On Monday, the U.S. Men’s National Team opened its annual January Camp at the Chula Vista Elite Athlete Training Center in Chula Vista, Calif. The move about two-and-half hours south of the MNT’s regular January Camp gathering spot in Carson, Calif., was one of the initial changes made by new head coach Gregg Berhalter as he uses his first camp to work on some very clear goals.
“In the first meeting with our players last night, we very clearly laid out the objectives of this training camp: team building, team culture, style of play and competing,” Berhalter told media after Monday’s training session.
With training fields, a world-class gym, meal room and sleeping accommodations all in one place, the feeling was that the training facility provided the most conducive environment to allow players and staff the time together to achieve those goals.
Jonathan Lewis and Paul Arriola prior to the first training session of 2019 January Camp
One of the biggest changes with the shift to Chula Vista is that MNT players are staying in athlete housing for the first three weeks of camp. It’s a shift which players are embracing with open arms.
“This is my first experience [like this] since Residency with the U-17s in Bradenton,” MNT midfielder and Chula Vista native Paul Arriola said. “As professionals, this is our job. This is what we’re here to do.
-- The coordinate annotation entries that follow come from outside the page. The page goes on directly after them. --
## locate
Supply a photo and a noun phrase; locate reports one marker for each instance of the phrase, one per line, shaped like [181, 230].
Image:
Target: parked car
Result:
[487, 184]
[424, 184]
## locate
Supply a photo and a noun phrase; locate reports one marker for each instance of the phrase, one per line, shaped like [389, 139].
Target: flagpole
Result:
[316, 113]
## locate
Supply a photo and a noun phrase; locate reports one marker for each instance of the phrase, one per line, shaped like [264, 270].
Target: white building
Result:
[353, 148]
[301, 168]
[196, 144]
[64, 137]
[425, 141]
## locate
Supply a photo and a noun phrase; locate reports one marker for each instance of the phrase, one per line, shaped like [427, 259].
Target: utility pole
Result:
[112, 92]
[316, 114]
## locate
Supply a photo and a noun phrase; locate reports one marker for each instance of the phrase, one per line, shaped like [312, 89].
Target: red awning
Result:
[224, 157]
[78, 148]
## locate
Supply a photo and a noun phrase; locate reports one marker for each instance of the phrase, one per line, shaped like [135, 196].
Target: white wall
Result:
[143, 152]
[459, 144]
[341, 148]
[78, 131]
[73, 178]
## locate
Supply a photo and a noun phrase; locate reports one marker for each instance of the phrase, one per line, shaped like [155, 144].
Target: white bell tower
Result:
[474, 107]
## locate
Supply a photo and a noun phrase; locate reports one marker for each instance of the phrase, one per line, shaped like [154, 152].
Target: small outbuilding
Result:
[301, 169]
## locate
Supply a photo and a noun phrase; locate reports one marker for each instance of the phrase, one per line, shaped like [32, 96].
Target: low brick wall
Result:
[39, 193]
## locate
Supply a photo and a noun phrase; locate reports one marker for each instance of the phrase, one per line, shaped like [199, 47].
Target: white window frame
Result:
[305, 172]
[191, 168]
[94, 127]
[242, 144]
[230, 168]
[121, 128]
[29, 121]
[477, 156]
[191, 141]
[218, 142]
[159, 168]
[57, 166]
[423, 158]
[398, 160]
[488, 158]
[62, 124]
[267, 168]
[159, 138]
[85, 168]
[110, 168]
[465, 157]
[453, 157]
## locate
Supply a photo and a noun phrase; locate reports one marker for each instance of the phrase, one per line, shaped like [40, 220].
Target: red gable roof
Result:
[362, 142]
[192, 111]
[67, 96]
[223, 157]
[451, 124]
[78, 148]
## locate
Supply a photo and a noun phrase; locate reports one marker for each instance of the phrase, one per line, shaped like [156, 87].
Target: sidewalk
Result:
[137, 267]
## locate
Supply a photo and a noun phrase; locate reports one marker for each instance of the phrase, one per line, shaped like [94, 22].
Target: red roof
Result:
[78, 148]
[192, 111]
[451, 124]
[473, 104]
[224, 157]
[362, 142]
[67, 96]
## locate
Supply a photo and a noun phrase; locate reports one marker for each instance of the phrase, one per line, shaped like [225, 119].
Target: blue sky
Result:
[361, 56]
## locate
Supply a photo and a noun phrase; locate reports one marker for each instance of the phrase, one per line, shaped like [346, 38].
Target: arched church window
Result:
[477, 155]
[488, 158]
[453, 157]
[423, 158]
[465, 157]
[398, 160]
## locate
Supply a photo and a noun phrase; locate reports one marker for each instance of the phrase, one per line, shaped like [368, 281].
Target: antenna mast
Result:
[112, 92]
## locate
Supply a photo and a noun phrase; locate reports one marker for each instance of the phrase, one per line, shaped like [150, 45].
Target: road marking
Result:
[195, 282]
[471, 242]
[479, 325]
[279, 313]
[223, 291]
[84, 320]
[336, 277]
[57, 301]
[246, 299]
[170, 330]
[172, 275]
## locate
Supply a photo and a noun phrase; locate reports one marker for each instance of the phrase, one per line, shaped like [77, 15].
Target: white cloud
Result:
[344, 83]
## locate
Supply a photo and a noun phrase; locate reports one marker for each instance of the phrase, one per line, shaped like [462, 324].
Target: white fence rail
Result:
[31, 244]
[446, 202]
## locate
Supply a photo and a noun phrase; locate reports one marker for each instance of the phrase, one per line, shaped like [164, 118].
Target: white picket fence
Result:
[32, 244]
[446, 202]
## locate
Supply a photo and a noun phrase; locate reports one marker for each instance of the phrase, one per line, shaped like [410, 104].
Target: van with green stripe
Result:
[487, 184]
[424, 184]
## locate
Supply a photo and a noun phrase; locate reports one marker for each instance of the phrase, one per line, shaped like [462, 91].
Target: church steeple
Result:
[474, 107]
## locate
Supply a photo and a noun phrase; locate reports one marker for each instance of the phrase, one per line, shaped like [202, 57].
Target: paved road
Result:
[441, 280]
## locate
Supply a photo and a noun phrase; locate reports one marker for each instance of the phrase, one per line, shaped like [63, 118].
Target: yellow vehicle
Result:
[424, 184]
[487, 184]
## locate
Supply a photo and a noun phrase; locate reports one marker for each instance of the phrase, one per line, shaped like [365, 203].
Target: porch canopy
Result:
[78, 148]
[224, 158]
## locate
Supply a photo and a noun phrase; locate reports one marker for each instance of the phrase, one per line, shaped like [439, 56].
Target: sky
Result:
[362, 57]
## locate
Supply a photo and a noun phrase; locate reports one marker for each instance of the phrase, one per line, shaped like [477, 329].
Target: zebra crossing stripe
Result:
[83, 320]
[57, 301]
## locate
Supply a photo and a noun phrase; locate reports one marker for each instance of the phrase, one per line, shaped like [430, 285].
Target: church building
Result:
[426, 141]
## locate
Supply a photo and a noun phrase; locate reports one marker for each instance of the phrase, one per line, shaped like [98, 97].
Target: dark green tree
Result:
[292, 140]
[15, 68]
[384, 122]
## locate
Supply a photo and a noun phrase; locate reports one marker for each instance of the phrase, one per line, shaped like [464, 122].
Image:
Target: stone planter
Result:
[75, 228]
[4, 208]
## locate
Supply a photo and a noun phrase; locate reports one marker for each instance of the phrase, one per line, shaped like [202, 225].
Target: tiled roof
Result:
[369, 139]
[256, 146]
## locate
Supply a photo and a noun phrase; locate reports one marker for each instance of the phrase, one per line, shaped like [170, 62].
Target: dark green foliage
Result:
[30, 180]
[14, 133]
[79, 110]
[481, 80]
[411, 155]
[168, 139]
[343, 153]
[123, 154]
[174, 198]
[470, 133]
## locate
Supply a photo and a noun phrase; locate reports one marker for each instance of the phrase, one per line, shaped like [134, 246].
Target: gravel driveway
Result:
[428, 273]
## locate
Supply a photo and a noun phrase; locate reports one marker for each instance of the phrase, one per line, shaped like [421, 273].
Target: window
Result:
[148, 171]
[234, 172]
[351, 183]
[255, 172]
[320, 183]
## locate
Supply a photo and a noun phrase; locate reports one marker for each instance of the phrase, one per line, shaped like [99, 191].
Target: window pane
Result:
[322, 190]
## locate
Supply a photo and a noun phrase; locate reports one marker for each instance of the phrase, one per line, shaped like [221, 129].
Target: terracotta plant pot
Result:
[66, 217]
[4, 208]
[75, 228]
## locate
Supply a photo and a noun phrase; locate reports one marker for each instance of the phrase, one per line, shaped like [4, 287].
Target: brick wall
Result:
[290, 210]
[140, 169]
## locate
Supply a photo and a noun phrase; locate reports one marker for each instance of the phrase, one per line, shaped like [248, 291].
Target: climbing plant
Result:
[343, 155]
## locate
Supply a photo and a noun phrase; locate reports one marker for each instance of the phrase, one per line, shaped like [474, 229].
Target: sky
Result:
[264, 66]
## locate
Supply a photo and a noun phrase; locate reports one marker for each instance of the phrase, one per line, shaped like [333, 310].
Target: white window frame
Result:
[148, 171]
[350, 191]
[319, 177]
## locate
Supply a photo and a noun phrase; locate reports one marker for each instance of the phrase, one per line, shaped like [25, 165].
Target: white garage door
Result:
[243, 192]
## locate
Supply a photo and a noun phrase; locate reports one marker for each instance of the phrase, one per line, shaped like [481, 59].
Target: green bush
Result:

We’re not here for a vacation, we’re not here to go and sightsee. We’re here to train and get better.”
“In different teams, in different moments, this is what it’s like,” added veteran midfielder Michael Bradley. “With Toronto FC last year preparing for Concacaf Champions League matches, we were in the Mexican Football Federation’s training center for a few weeks and it was very similar. I think there’s big value in it, especially when you have a new team and a new group. It’s nice to get everyone together just in terms of the ease of going from rooms to the field, to meals, to the gym -- everything’s right here and you’re not wasting time in vans or on buses. It’s a great environment to get to work.”
If you spent a semester in a college dorm, you likely had the experience of getting to know someone new. The residential life for MNT players in Chula Vista is no different, with rooms specifically assigned to group players together with those they are less familiar with.
“The important thing is just explaining the purpose,” Berhalter said. “It’s not like we don’t have a reason behind why we’re doing this. We mixed up the roommates on purpose. The guys are getting to know other people. Some of them are bunking four in a room and that’s all part of it.
I think the most important thing we can focus on right now is building the group cohesion and our style of play. There’s no better place to do it than here.”
MNT Meal Room Setup for 2019 January Camp
Mixing it up extends to the meal room, where two extra-long tables – one for players and one for staff – have replaced the usual multi-table setup. The new layout symbolizes that every member of the group is equal and further encourages players and staff alike to interact outside of their own circle. Once there, no one lines up for the buffet until the entire group has arrived.
The environmental and meal room setup are part of the first pieces of what Berhalter will look to accomplish in cultivating the culture around the MNT. While training, gym time, video sessions and meetings will take up the vast majority of the schedule for the next month, team building activities are also planned.
“Gregg’s obviously working on us to build the culture, to build this new fresh start for all of us,” Arriola said. “When you get a bunch of guys that have the right mentality, the right energy and you put a purpose there for us and a way for us to go out on the field and believe in ourselves, we’re going to be successful.
“I think the most important thing is that we’re always together -- that we’re a group. There’s a bunch of new faces, everyone is fairly new, so for us it’s important to be together, learn about each other and interact.”